Several months ago in The New Yorker, Jerome Groopman wrote a fascinating and disturbing article on the prevalence of a new antibiotic-resistant form of gonorrhea, known as the Kyoto strain. Part of what allows the Kyoto strain to grow resistant is its presence in the human pharynx (the back of the throat). Because, in the pharynx, the bacteria gets exposed to many other infectious microbes, including those that have developed resistance, the pharynx is an ideal ground for spawning antibacterial resistance. And, because when gonorrhea lives in the throat it rarely produces symptoms, it can go untreated for a long time. That means it is often spread unknowingly.
Left untreated—or untreatable—gonorrhea can cause, in men, painful swelling and scarring to the testicles and urethra, occasionally leading to sterility. In women, it can cause pelvic inflammatory disease and infertility. Babies born to carrier mothers can be infected through the eyes and go blind. If the gonorrhea just stayed in the throat, none of these nasty things would happen. But it doesn’t; it spreads through fellatio. And it is spreading rapidly. Dr. Groopman concludes: “A driving factor behind the rise in gonorrhea infections, as well as the trend toward total antibiotic resistance, is our complacent attitude toward oral sex.”
To Finnis, response to this problem could not be easier. Criminalize oral sex; there’s no value in it anyway. Throw both infector and infectee in jail; they both engaged in instrumental, pleasure seeking, non-procreative behavior of little to no value. To Halley and the queer theorists (and I am—unfairly to both—using Halley as the complete representation of all queer theory), innocent but disease-spreading sexual behavior would probably have to be seen as prima facie valid. Sex is such a powerful and transformative experience that the government must stay out. Only in extreme cases should we let the government restrain or regulate people’s decisions with regard to sex.
For the great mass of us in between, I suspect, this is a hard issue. Unprotected oral sex is incredibly popular among young adults today. It is seen as so much safer than intercourse that many young adults do not even call oral sex “sex.” Without a concentrated effort to change norms regarding oral sex, it is going to be extremely difficult to stop the spread of this bacterial-resistant virus.
Several years ago, Ian Ayres and I wrote an article (A Separate Crime of Reckless Sex, 72 University of Chicago Law Review 599 (2005)) in which we argued in favor of a law requiring condom use in all first time sexual encounters unless the unprotected nature of the sex was consensual.
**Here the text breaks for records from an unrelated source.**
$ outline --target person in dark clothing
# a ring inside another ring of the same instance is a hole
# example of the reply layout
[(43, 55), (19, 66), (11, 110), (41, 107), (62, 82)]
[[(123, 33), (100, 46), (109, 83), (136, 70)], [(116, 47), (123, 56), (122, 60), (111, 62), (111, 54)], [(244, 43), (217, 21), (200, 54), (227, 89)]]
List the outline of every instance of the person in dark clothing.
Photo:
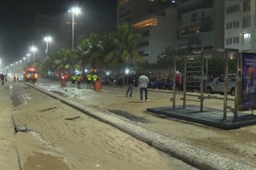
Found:
[(133, 73), (131, 73), (130, 76), (128, 76), (127, 78), (128, 88), (126, 90), (126, 97), (128, 97), (129, 91), (130, 91), (130, 97), (132, 97), (133, 81), (134, 81), (134, 76)]

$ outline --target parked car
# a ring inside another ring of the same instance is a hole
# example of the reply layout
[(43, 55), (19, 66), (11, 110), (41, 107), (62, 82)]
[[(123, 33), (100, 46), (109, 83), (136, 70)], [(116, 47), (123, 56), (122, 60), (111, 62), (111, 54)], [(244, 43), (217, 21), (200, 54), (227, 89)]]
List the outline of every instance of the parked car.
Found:
[[(235, 96), (236, 75), (228, 75), (228, 94)], [(219, 76), (216, 81), (207, 84), (207, 94), (220, 94), (224, 93), (224, 76)]]

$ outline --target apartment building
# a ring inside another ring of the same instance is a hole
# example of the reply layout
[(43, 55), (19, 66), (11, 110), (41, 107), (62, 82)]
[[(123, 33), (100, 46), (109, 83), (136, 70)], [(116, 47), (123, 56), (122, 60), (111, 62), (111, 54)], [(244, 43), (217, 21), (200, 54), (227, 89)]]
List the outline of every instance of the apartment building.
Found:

This was, we repeatedly emphasized, a very modest proposal. It regulated only first time sexual encounters (by the second go of the evening, people were left unregulated) and it allowed a defense of consent. Even so, many people found it outrageous. How could we endorse this kind of governmental interference with heterosexual sex?
To stop the spread of this new form of gonorrhea, we might need governmental measures that are even more extreme. At an absolute minimum, a campaign to stop the spread of this disease will require a governmental effort to channel people into only certain kinds of sexual behavior. If science does not come to our rescue in the never ending war of drugs vs. infection, we could lose many, many battles with gonorrhea. Lots of people, especially young people could be badly hurt. The harms suffered will not just be those “soft” “feminist” harms of invasion and loss of control, they will be real, corporeal, painful, permanent hurts. And they would not be suffered just by sexual or racial minorities, but by mainstream youth. Is sexual freedom worth it? To answer that question, we really do need to have some consensus on the “good” in sex.